Development and validation of protein-linked InDel markers in mulberry leaves

The PCR amplification was performed using genomic DNA templates from two high-protein and two low-protein mulberry germplasms. Indel markers demonstrating amplification specificity in extreme protein-content samples—yielding ‌one band in high-protein samples‌ and ‌two bands in low-protein samples‌—were preliminarily identified as linked to leaf protein traits. These markers were further validated across ‌42 mulberry varieties (lines)‌ with varying protein contents

PCR amplification system (20 μL): Including 1.5 μL of 10 × Buffer (containing Mg2+), 0.5 μL of dNTPs at a concentration of 0.225 mmol/L, 0.25 μL of Easy Taq enzyme(5 U/μL), and 1 μL each of the upstream and downstream primers (10 μmol/μL).
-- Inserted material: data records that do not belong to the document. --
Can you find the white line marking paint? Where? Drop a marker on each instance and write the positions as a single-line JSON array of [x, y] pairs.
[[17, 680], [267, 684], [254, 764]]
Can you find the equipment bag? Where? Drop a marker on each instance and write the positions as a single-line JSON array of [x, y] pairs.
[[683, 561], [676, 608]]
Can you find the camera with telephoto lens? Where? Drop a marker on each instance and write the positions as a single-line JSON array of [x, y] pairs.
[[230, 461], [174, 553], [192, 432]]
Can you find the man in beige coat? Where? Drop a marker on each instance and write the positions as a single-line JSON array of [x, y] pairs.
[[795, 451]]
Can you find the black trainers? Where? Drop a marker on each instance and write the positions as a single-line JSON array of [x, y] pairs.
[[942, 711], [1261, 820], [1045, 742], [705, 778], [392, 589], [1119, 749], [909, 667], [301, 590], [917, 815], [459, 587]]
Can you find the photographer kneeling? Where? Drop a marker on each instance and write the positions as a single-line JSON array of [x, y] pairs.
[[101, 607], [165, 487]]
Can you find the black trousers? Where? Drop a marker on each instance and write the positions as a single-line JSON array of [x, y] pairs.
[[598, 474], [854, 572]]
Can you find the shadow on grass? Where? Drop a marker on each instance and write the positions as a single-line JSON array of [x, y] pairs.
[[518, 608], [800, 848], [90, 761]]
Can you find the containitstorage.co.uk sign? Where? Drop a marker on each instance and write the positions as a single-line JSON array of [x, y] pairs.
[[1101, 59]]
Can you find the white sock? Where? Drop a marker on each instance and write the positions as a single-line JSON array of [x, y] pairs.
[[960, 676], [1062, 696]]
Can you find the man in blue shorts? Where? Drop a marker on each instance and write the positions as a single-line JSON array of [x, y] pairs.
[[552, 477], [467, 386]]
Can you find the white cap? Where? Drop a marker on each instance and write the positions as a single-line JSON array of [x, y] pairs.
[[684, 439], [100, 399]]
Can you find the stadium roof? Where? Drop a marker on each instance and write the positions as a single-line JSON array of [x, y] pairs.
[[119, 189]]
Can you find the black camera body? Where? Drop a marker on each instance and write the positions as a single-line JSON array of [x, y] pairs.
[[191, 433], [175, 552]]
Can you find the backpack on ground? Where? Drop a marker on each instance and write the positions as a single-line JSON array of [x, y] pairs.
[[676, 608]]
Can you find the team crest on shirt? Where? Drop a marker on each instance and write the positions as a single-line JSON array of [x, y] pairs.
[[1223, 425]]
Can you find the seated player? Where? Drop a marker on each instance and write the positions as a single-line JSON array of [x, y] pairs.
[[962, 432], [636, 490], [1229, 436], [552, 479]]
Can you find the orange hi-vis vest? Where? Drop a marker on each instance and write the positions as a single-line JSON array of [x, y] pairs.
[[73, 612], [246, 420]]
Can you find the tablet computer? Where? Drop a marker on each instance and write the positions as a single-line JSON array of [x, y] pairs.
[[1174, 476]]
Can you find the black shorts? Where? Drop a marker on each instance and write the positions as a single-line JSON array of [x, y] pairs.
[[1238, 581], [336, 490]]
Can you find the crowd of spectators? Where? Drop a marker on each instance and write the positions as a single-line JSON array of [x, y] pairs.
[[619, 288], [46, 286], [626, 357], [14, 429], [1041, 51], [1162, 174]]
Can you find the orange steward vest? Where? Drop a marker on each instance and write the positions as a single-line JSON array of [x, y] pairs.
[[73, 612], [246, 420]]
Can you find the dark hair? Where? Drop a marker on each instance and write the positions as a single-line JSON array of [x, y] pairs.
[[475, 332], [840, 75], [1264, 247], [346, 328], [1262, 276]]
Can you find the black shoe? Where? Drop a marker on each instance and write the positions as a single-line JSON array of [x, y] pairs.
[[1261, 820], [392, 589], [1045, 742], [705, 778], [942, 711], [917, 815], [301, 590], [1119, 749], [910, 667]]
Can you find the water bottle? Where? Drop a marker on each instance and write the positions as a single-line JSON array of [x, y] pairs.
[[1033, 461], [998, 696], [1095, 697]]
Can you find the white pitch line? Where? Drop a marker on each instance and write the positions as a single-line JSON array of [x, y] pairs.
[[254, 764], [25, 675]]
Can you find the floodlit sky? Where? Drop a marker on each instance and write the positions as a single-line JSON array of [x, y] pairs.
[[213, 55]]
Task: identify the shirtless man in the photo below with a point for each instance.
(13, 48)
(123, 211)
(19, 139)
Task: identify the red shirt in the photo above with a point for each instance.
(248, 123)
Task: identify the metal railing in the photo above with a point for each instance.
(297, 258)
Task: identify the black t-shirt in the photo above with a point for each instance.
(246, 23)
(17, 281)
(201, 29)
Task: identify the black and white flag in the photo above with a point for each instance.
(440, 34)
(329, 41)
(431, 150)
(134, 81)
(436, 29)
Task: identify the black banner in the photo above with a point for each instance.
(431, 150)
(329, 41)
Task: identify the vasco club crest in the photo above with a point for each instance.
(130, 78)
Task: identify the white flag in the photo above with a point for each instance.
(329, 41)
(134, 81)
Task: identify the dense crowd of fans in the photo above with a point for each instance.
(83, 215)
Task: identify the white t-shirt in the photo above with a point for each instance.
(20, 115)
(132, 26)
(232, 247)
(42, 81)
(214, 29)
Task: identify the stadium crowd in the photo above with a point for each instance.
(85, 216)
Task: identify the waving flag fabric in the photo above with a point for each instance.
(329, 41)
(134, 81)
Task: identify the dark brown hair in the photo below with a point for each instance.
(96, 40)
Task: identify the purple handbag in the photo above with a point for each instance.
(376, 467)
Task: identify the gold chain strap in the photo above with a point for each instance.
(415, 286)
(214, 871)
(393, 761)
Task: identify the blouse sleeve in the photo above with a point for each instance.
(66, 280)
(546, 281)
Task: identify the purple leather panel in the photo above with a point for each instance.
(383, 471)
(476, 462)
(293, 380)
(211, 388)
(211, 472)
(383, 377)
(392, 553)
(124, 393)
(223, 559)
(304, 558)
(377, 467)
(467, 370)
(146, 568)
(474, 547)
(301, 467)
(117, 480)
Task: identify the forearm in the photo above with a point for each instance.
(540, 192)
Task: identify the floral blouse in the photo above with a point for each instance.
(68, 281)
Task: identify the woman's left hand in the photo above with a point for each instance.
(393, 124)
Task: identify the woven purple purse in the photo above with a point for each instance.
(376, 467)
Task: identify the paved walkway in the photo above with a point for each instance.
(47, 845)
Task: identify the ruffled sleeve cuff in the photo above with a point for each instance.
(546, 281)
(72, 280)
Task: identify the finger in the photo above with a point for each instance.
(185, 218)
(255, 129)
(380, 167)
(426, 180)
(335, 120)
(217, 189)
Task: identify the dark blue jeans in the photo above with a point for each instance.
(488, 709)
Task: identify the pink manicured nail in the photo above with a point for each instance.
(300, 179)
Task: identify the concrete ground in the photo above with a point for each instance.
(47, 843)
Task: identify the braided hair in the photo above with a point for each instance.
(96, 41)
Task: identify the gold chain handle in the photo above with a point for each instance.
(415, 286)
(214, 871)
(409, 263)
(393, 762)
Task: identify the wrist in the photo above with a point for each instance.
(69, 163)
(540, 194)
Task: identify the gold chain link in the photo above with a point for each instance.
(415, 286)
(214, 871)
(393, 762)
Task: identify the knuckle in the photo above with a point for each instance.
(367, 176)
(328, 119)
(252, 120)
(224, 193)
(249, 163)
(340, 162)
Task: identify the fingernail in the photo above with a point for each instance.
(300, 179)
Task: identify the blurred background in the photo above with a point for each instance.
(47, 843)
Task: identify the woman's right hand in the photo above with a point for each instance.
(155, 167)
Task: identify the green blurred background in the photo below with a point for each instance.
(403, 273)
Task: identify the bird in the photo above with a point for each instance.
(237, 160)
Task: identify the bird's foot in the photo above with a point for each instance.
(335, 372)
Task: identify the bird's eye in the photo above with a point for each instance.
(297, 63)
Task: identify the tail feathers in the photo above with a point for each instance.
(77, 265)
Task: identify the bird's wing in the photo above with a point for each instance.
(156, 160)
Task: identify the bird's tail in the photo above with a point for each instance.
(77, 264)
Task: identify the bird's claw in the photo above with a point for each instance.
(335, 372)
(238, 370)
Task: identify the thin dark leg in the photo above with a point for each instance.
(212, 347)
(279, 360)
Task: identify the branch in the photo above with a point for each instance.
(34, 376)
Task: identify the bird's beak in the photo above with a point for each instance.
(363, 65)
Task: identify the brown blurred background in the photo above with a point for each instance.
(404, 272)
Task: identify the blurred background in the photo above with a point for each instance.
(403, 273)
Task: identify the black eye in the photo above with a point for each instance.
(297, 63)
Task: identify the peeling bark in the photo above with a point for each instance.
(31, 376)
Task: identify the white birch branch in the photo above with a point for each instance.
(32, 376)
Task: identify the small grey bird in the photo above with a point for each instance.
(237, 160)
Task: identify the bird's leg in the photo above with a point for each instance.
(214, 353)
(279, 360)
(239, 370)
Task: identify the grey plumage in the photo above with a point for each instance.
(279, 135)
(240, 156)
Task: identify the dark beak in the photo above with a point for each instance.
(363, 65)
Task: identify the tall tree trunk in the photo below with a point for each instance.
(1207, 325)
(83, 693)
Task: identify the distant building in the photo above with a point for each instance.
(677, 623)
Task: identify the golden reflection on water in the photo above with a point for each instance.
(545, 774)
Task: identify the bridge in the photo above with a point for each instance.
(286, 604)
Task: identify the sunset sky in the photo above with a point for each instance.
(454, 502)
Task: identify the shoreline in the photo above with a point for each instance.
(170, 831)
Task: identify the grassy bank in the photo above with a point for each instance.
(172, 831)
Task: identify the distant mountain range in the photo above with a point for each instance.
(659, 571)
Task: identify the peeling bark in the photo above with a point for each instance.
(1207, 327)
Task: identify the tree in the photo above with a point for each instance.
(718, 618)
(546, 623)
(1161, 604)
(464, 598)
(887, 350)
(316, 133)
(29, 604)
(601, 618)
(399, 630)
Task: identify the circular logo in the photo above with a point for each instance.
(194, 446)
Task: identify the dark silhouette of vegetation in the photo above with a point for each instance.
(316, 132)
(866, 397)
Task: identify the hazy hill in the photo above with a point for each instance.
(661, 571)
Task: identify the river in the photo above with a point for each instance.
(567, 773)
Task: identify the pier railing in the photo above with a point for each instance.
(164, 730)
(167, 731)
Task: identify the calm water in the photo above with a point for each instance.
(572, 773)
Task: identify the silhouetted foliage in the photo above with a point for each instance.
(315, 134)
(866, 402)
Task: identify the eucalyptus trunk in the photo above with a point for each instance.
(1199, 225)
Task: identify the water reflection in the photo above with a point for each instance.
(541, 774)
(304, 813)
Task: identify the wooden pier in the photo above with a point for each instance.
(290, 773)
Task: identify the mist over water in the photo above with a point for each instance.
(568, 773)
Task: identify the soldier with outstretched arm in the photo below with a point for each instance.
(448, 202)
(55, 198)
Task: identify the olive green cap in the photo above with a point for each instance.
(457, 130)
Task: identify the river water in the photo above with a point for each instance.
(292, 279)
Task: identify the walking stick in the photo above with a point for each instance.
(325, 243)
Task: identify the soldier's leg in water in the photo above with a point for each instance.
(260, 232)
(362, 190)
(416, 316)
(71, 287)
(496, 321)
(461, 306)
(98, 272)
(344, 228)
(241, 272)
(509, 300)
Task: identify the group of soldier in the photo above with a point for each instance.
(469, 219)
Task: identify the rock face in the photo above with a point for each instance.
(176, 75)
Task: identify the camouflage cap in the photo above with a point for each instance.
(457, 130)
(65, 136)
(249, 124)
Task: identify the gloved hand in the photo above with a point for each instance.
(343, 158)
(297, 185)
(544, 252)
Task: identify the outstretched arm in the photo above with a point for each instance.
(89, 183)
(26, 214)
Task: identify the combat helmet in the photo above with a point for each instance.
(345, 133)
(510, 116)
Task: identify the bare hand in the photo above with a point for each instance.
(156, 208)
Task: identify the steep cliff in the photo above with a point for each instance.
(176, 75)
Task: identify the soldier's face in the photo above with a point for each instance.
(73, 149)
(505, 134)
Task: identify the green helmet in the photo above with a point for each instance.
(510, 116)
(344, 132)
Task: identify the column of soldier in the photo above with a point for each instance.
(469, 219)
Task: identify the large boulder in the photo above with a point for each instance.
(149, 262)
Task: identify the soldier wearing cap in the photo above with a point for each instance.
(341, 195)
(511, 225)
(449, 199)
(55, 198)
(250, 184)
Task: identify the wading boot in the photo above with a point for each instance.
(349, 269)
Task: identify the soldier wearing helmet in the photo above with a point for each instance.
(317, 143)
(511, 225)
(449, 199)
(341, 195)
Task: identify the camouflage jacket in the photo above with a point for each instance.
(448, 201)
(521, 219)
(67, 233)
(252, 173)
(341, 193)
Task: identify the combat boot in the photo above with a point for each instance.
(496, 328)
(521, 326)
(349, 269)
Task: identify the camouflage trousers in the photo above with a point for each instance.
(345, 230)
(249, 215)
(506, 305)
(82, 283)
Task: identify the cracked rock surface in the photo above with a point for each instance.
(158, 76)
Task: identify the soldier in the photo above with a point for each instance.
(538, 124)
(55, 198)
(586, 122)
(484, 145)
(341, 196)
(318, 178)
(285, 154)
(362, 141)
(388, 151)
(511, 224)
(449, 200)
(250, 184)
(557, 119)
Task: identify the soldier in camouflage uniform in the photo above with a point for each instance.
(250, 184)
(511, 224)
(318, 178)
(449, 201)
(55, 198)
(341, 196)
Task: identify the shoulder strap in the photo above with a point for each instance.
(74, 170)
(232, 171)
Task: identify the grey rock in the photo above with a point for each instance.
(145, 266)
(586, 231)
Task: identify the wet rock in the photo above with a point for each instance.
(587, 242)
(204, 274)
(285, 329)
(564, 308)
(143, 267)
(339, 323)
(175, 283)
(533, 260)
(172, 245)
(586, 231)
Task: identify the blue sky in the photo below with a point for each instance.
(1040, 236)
Genomic DNA template (50 ng/μL) 1 μL, ddH2O 14.75 μL. PCR amplification procedure: Pre-denaturation at 95 ℃ for 3 minutes; Denaturation at 94 ℃ for 30 seconds, annealing at 58 ℃ for 1 minute, extension at 72 ℃ for 1 minute, 30 cycles; Extend at 72 ℃ for 10 minutes and store at 4 ℃. The product was detected by 3% agarose gel electrophoresis.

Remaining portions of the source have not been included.